People around the world who have been watching for the last five or six decades, and seeing socialist policies enacted, and seeing the horrendous results of that enactment, are rejecting it in numbers like we have never seen before. The people in all those areas above feel betrayed, and rightly so.”

That in turn brings us to the subject of Jewish people voting for Democrats, which I regard, quite frankly, as self-destructive.

All of the above is why.

I hasten to add that Hitler’s Germany is hardly alone in this.

All brands of socialism… Including the so-called Democratic socialism, are directly responsible for the deaths of countless millions, in places like the Soviet Union, Cuba, Latin America, Africa, China, North Korea, Vietnam, the list goes on and on .

In all of those cases, all those people died, because the supposedly smartest people in the room so decided.

Addendum Eric

A couple of points.

First of all, even though nobody’s accused me of it, let me make this absolutely clear….

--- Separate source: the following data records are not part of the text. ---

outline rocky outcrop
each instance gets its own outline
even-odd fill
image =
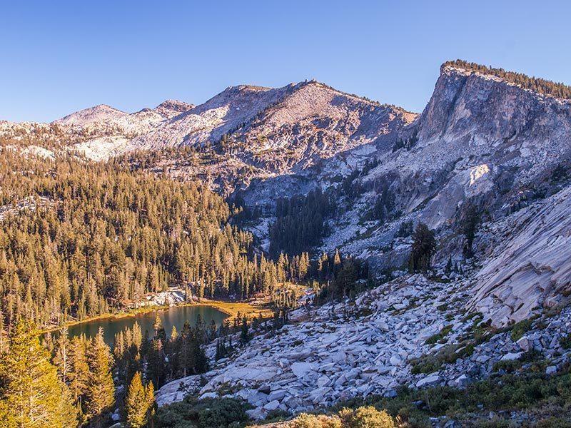
[[[121,118],[128,113],[117,110],[105,104],[99,104],[79,111],[76,111],[61,119],[54,121],[58,125],[69,125],[71,126],[84,126],[94,122],[109,121]]]
[[[475,327],[486,322],[480,315],[466,316],[470,281],[453,276],[438,282],[403,277],[354,302],[300,308],[291,314],[291,324],[256,335],[214,370],[164,385],[156,394],[157,404],[188,394],[236,397],[253,406],[251,417],[263,419],[276,409],[298,413],[354,397],[391,397],[402,385],[464,388],[489,376],[498,362],[517,360],[530,350],[550,360],[552,372],[571,357],[560,344],[571,326],[569,309],[538,320],[517,342],[510,332],[490,330],[485,340],[470,342]],[[473,350],[463,352],[467,346]],[[212,357],[214,351],[211,346],[207,354]],[[446,359],[430,371],[412,370],[443,354]]]

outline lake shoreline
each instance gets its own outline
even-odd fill
[[[153,312],[160,312],[168,310],[173,307],[193,307],[193,306],[209,306],[213,307],[220,312],[228,315],[229,321],[233,320],[238,314],[245,315],[247,317],[251,318],[252,315],[257,315],[261,313],[264,319],[271,317],[273,315],[272,312],[268,307],[267,303],[263,306],[256,306],[245,300],[238,300],[236,302],[224,301],[224,300],[209,300],[208,299],[201,299],[198,301],[194,302],[184,302],[182,303],[177,303],[174,305],[148,305],[138,308],[133,308],[125,312],[120,312],[116,313],[107,313],[97,315],[96,317],[89,317],[81,320],[69,321],[63,325],[54,326],[46,329],[43,329],[41,331],[41,335],[46,333],[56,332],[64,327],[70,327],[80,324],[86,322],[92,322],[94,321],[100,321],[102,320],[121,320],[126,317],[134,317],[138,315],[146,314]]]

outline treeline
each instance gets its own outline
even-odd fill
[[[2,427],[73,427],[88,420],[98,427],[107,419],[115,387],[102,331],[91,340],[60,340],[59,345],[52,363],[33,323],[16,322],[0,354]]]
[[[270,254],[300,254],[318,245],[325,233],[325,219],[334,208],[320,188],[306,195],[278,199],[276,220],[270,226]]]
[[[199,297],[246,298],[289,278],[254,254],[252,235],[229,224],[228,206],[206,186],[113,162],[2,155],[0,310],[9,328],[19,316],[44,326],[126,308],[172,282]]]
[[[506,71],[503,68],[493,68],[491,66],[482,66],[461,59],[446,61],[443,64],[443,67],[446,66],[459,67],[484,74],[491,74],[503,78],[508,82],[519,85],[525,89],[530,89],[538,93],[550,95],[560,98],[571,99],[571,87],[564,83],[558,83],[537,77],[530,77],[522,73]]]

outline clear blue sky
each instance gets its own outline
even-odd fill
[[[316,78],[420,111],[447,59],[571,83],[571,2],[3,1],[0,120]]]

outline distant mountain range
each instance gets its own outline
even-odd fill
[[[436,230],[437,263],[463,260],[469,207],[482,223],[467,307],[502,325],[571,290],[571,101],[564,86],[532,80],[454,61],[420,114],[305,81],[229,87],[196,106],[100,105],[51,123],[3,121],[0,138],[46,157],[119,156],[239,194],[263,208],[248,228],[266,248],[278,198],[335,192],[321,249],[368,259],[378,272],[405,265],[408,222]],[[392,202],[376,218],[383,194]]]

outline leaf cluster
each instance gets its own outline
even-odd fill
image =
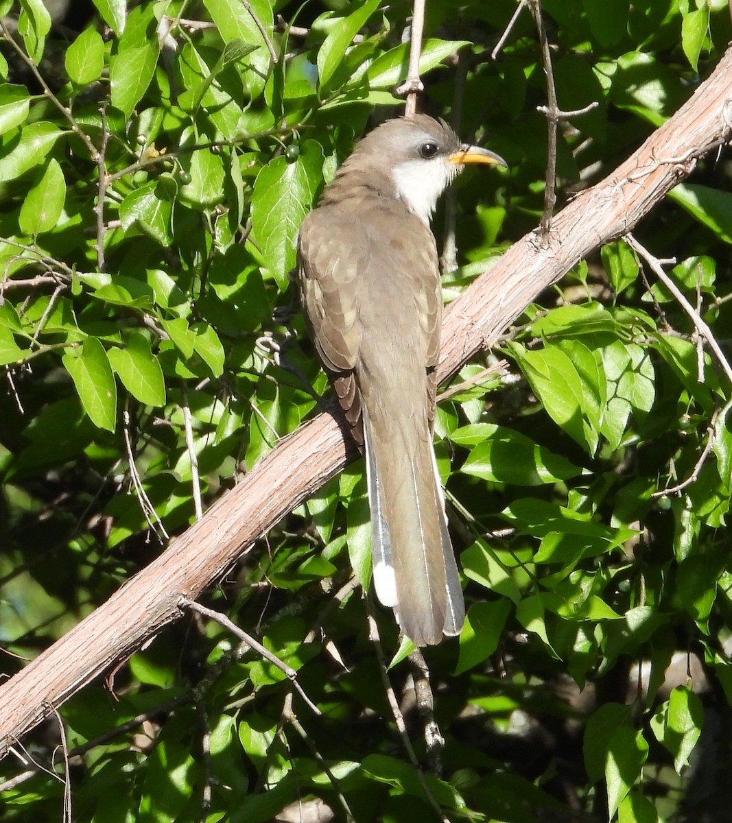
[[[0,2],[0,630],[25,657],[314,412],[310,387],[326,383],[296,312],[296,233],[374,108],[398,113],[407,69],[403,2],[94,7],[69,35],[40,0]],[[688,97],[730,21],[716,0],[542,9],[561,107],[598,104],[562,124],[561,201]],[[511,167],[458,183],[448,300],[541,216],[530,15],[490,57],[514,11],[427,9],[426,108]],[[724,158],[701,162],[636,232],[676,259],[669,276],[723,351],[729,177]],[[648,277],[624,241],[598,249],[508,330],[508,375],[481,377],[483,355],[438,408],[469,606],[459,640],[427,653],[445,738],[443,777],[427,785],[450,820],[726,813],[730,736],[708,730],[732,722],[730,387]],[[338,819],[437,819],[392,734],[347,585],[352,568],[368,580],[368,541],[357,463],[210,594],[297,672],[322,716],[224,630],[183,621],[63,708],[82,747],[75,819],[256,823],[314,798]],[[404,650],[391,616],[380,623],[401,695]],[[5,660],[12,674],[19,662]],[[50,761],[57,735],[39,734],[34,757]],[[717,764],[711,789],[696,756]],[[39,774],[3,800],[8,821],[50,819],[63,787]]]

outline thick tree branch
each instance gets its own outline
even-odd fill
[[[602,183],[531,232],[455,300],[443,329],[441,379],[490,346],[546,286],[600,244],[630,231],[712,146],[729,139],[732,51],[693,97]],[[320,415],[282,441],[156,560],[0,688],[0,755],[71,695],[181,616],[252,542],[348,459]]]

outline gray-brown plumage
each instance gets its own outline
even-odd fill
[[[465,162],[505,165],[424,114],[389,120],[338,170],[299,240],[313,340],[363,444],[376,593],[417,645],[464,619],[432,448],[442,300],[429,218]]]

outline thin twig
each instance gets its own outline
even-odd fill
[[[674,281],[666,274],[664,271],[663,266],[661,266],[661,261],[654,257],[650,252],[646,249],[645,246],[641,245],[636,238],[630,233],[625,235],[625,241],[627,244],[633,249],[636,253],[640,254],[641,257],[648,263],[651,267],[655,276],[665,286],[665,287],[671,292],[671,294],[676,298],[677,302],[681,306],[682,309],[688,314],[691,318],[692,322],[697,328],[697,331],[702,337],[706,341],[707,345],[710,349],[714,352],[715,356],[717,359],[720,365],[722,367],[722,370],[727,375],[727,379],[732,383],[732,367],[730,367],[727,358],[725,356],[724,352],[720,348],[719,343],[717,343],[715,339],[714,334],[712,334],[711,329],[709,326],[702,319],[699,313],[694,309],[694,307],[689,303],[689,301],[683,296],[681,290],[674,282]],[[675,263],[675,261],[673,261]]]
[[[71,823],[72,820],[71,806],[71,775],[68,769],[68,743],[66,740],[66,728],[58,709],[55,706],[49,707],[58,723],[58,734],[61,737],[61,751],[63,753],[63,821]]]
[[[366,602],[368,602],[368,601],[366,601]],[[381,648],[381,639],[379,636],[379,627],[376,625],[376,621],[374,619],[374,616],[371,612],[369,612],[368,620],[369,636],[376,652],[376,658],[379,663],[379,672],[381,675],[381,682],[384,684],[384,690],[386,694],[386,699],[389,701],[389,705],[391,709],[391,715],[394,718],[394,723],[396,724],[397,731],[402,739],[402,745],[404,746],[404,750],[412,762],[412,765],[414,766],[414,770],[417,773],[417,779],[419,780],[427,802],[440,816],[440,820],[442,821],[442,823],[450,823],[450,821],[445,816],[442,809],[440,808],[440,804],[436,800],[435,800],[435,797],[430,790],[430,787],[427,785],[424,773],[422,770],[419,760],[417,759],[417,755],[415,754],[414,748],[412,746],[412,741],[409,739],[409,735],[407,733],[407,724],[404,723],[404,715],[402,714],[402,710],[399,709],[399,704],[397,700],[396,695],[394,692],[394,688],[389,680],[386,659],[384,657],[384,649]]]
[[[196,453],[196,444],[193,442],[193,418],[191,417],[191,410],[188,403],[182,406],[181,408],[183,409],[183,425],[185,429],[185,448],[188,450],[188,456],[191,462],[193,509],[196,513],[196,519],[200,520],[203,516],[203,505],[201,502],[201,477],[198,475],[198,455]]]
[[[211,800],[212,797],[213,763],[211,760],[211,723],[208,722],[208,713],[202,700],[196,700],[196,714],[199,718],[203,728],[201,735],[201,760],[203,761],[203,788],[201,792],[201,823],[206,823],[211,812]]]
[[[267,29],[262,23],[262,21],[254,14],[254,10],[251,7],[249,0],[241,0],[241,5],[249,12],[252,20],[254,21],[254,26],[259,30],[259,34],[262,35],[262,39],[267,44],[267,49],[269,51],[269,56],[272,58],[273,63],[277,62],[277,52],[274,50],[274,46],[272,44],[272,40],[269,39],[269,35],[267,34]]]
[[[409,67],[407,79],[398,86],[395,93],[400,97],[406,95],[404,115],[412,117],[417,114],[417,95],[424,91],[424,85],[419,77],[419,58],[422,56],[422,35],[424,30],[424,10],[426,0],[414,0],[412,24],[409,27]]]
[[[288,695],[287,696],[289,697],[290,695]],[[346,821],[347,823],[354,823],[356,818],[353,816],[353,812],[351,811],[351,807],[348,805],[347,800],[346,800],[346,796],[343,794],[343,790],[340,788],[340,783],[338,783],[338,779],[331,771],[330,767],[324,760],[323,756],[315,747],[315,744],[313,742],[312,737],[310,737],[307,732],[305,732],[300,721],[297,719],[295,710],[292,709],[291,700],[288,701],[287,705],[285,718],[292,728],[294,728],[295,731],[300,735],[305,745],[310,749],[310,754],[315,758],[318,765],[320,766],[325,774],[328,775],[328,779],[330,780],[330,784],[335,792],[335,796],[338,798],[338,803],[343,810]]]
[[[502,378],[504,374],[502,374],[501,372],[506,372],[507,370],[508,361],[498,360],[497,363],[494,363],[492,365],[489,365],[487,368],[483,369],[477,374],[473,374],[473,377],[469,377],[467,380],[461,380],[457,385],[450,386],[449,388],[445,388],[444,392],[441,392],[437,395],[437,402],[441,403],[443,401],[449,399],[459,392],[464,391],[464,389],[469,388],[470,386],[474,386],[475,384],[480,383],[481,380],[488,377],[490,374],[495,374],[497,377]]]
[[[172,17],[170,14],[164,14],[163,17],[171,24],[171,30],[176,23],[184,29],[188,29],[189,31],[203,31],[206,29],[216,28],[216,23],[211,23],[205,20],[186,20],[184,17]]]
[[[147,525],[150,526],[155,534],[157,534],[156,531],[156,523],[157,528],[161,530],[163,537],[166,540],[170,539],[170,535],[166,531],[166,527],[163,525],[162,520],[157,516],[157,512],[155,510],[155,506],[150,502],[150,498],[147,496],[147,492],[145,491],[145,488],[142,486],[142,481],[140,479],[140,474],[138,472],[138,467],[135,464],[135,453],[133,449],[132,438],[129,435],[130,428],[130,419],[129,412],[125,409],[122,415],[123,417],[123,426],[122,426],[122,435],[124,439],[124,449],[127,452],[127,462],[129,465],[129,474],[132,478],[133,486],[134,486],[135,491],[138,494],[138,500],[140,501],[140,506],[142,509],[142,514],[145,515],[145,519],[147,521]],[[154,521],[154,522],[153,522]],[[159,539],[159,538],[158,538]]]
[[[315,703],[307,696],[307,695],[303,691],[302,686],[297,682],[297,672],[292,668],[291,666],[288,666],[286,663],[280,660],[280,658],[269,651],[262,645],[259,640],[255,640],[251,635],[248,635],[242,629],[240,629],[235,623],[232,622],[225,615],[221,614],[221,611],[214,611],[213,609],[207,608],[205,606],[201,606],[200,603],[197,603],[193,600],[189,600],[186,597],[182,597],[179,601],[180,606],[184,606],[187,608],[192,609],[193,611],[198,611],[199,614],[205,615],[207,617],[210,617],[212,620],[216,621],[217,623],[224,626],[224,628],[228,629],[232,635],[235,635],[240,640],[244,640],[244,642],[254,649],[259,654],[261,654],[265,660],[268,660],[273,666],[276,666],[280,672],[290,681],[300,696],[305,700],[305,702],[310,706],[315,714],[320,714],[320,709],[315,705]]]
[[[54,310],[54,306],[56,305],[56,300],[58,300],[59,295],[62,291],[66,291],[66,286],[57,286],[54,289],[54,293],[51,295],[49,300],[49,305],[44,309],[43,314],[40,316],[40,319],[38,321],[38,325],[35,327],[35,331],[33,332],[33,342],[38,342],[38,336],[43,331],[44,326],[48,323],[49,318],[51,316],[51,312]]]
[[[425,745],[430,771],[438,777],[442,774],[442,753],[445,750],[445,738],[435,720],[435,695],[430,686],[430,670],[424,655],[419,649],[415,649],[409,655],[412,665],[412,680],[414,682],[414,697],[417,709],[424,723]]]
[[[559,106],[557,103],[557,89],[554,86],[554,72],[552,68],[552,53],[547,40],[547,31],[541,13],[539,0],[529,0],[529,7],[536,23],[539,42],[541,47],[542,63],[547,76],[547,176],[544,187],[544,210],[539,223],[539,234],[546,235],[552,226],[552,216],[557,203],[557,128],[559,125]]]
[[[105,270],[105,199],[107,193],[106,155],[107,143],[110,140],[110,132],[107,128],[107,101],[100,106],[101,115],[101,145],[99,156],[96,158],[96,206],[94,208],[96,215],[96,266],[100,272]]]
[[[3,19],[0,19],[0,28],[2,29],[2,33],[4,35],[4,39],[11,44],[12,49],[17,53],[18,56],[26,63],[26,65],[30,69],[33,76],[40,84],[43,88],[44,94],[49,100],[54,104],[54,106],[61,112],[61,114],[68,121],[71,126],[72,131],[76,134],[84,143],[86,148],[89,150],[89,154],[91,155],[91,160],[96,162],[96,156],[98,154],[96,151],[96,146],[91,142],[91,138],[86,134],[86,132],[82,131],[79,124],[77,123],[76,119],[71,112],[71,109],[65,106],[61,100],[54,94],[51,91],[49,84],[45,81],[43,75],[39,72],[38,67],[35,65],[35,61],[30,55],[26,54],[23,49],[18,45],[13,38],[12,35],[7,29]]]
[[[599,105],[597,100],[593,100],[591,103],[588,103],[587,105],[583,106],[581,109],[570,109],[569,111],[565,111],[563,109],[557,109],[554,114],[560,120],[568,120],[572,117],[580,117],[582,114],[588,114],[590,111],[593,111]],[[542,114],[549,114],[550,110],[548,106],[538,105],[536,110],[540,112]]]
[[[43,262],[46,263],[46,265],[49,266],[49,270],[52,271],[52,273],[54,275],[58,275],[59,279],[62,280],[64,279],[63,275],[66,275],[66,277],[68,277],[70,281],[71,278],[73,277],[74,272],[72,268],[70,268],[68,266],[66,265],[65,263],[63,263],[61,260],[57,260],[55,258],[52,258],[49,257],[48,254],[44,254],[37,246],[29,245],[27,243],[18,243],[17,240],[10,240],[5,237],[3,237],[2,240],[0,240],[0,243],[7,243],[9,246],[14,246],[16,249],[21,249],[24,252],[30,252],[33,254],[37,254],[38,260],[37,261],[29,260],[29,263]],[[17,259],[25,260],[26,258],[18,258]],[[54,272],[53,271],[54,267],[60,268],[61,272]],[[63,274],[61,272],[63,272]]]
[[[520,2],[516,7],[515,12],[514,12],[513,16],[508,21],[508,26],[503,30],[503,34],[501,35],[500,40],[496,44],[496,48],[491,52],[491,59],[495,60],[498,57],[498,53],[506,44],[506,41],[508,40],[509,35],[511,35],[513,30],[514,26],[516,25],[516,21],[519,19],[519,15],[521,11],[525,9],[529,5],[529,0],[520,0]]]
[[[463,119],[463,102],[465,99],[465,83],[468,79],[469,61],[464,52],[458,52],[458,64],[455,67],[455,80],[453,91],[450,124],[458,134],[461,133],[460,123]],[[458,214],[458,196],[452,186],[448,186],[445,193],[445,242],[440,256],[440,270],[442,274],[449,274],[458,267],[458,244],[455,240]]]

By no means do I mean to minimize the suffering of the Jewish people under socialism. I merely point out that the Jews were not alone in this, and it wasn’t just Hitler. The root of the whole thing, the commonality of them all is #socialism.

Second point, yes, Hitler was a socialis [1]t. If I have to explain that to you, you haven’t been reading here for very long, and that you certainly are no student of history, beyond what the government schools and the leftist teachers that they employ have told you.